The system architecture can be divided into two distinct parts, namely the engine and plug-ins.
Engine
The engine is completely independent of any language or waveform generation modules, and is solely responsible for the loading of voices and their associated data and plug-ins, and controlling the synthesis process. The engine is not dependent on any external libraries, and provides lower level functionality to the plug-ins. The engine consists of the base system and the object framework (see figure 3). The base system provides a low level library to the following modules:
- abstract data types (lists, buffers, hash tables),
- utilities (memory allocation, byte-swapping, timing, fundamental types, versioning, math and system path functions),
- error handling, debugging and logging,
- platform independent concurrency abstraction,
- UTF-8 string handling (character and string level functions, printing functions and regular expressions),
- and an object system.
The object system allows an object-oriented programming approach to the higher level libraries implemented in the object framework.

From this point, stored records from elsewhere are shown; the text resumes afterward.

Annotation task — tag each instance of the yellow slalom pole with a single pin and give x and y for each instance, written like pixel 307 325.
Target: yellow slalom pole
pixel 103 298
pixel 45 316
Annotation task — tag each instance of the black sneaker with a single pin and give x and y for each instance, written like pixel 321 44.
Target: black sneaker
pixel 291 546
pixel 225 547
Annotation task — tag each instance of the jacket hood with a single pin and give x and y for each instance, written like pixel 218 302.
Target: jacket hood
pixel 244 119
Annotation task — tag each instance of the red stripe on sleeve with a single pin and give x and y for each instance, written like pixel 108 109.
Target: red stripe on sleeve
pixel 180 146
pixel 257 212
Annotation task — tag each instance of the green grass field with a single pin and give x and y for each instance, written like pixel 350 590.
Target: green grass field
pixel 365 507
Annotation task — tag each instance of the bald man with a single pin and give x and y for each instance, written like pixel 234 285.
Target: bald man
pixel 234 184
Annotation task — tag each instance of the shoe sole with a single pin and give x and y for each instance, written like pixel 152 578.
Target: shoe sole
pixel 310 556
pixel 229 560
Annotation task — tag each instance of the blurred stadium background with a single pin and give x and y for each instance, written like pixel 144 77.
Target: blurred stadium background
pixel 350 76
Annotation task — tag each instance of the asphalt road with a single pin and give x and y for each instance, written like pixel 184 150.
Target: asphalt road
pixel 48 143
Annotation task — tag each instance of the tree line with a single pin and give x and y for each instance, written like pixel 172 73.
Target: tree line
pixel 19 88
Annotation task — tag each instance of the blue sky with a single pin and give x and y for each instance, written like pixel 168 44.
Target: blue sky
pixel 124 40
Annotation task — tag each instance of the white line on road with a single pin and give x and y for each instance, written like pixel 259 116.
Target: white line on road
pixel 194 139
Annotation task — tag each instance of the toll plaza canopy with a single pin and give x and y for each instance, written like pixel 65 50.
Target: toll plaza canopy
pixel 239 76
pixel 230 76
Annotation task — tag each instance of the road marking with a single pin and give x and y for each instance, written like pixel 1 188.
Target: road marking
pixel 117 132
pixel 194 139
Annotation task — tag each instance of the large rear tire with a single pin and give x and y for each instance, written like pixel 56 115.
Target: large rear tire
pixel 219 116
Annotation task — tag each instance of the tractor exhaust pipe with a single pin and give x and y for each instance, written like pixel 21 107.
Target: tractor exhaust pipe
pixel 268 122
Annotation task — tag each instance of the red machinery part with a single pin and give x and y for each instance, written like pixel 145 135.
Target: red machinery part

These higher level libraries provide the following modules:
- containers (map, list),
- data sources and data serialization,
- heterogeneous relation graphs (HRGs) (for internal utterance representation),
- plug-in manager,
- and a voice manager.
Plug-ins
The plug-ins provide:
- new object types,
- interfaces to voice data (linguistic and acoustic),
- modules to do processing on utterance structure (utterance and feature processors), and
- the scripting language interface.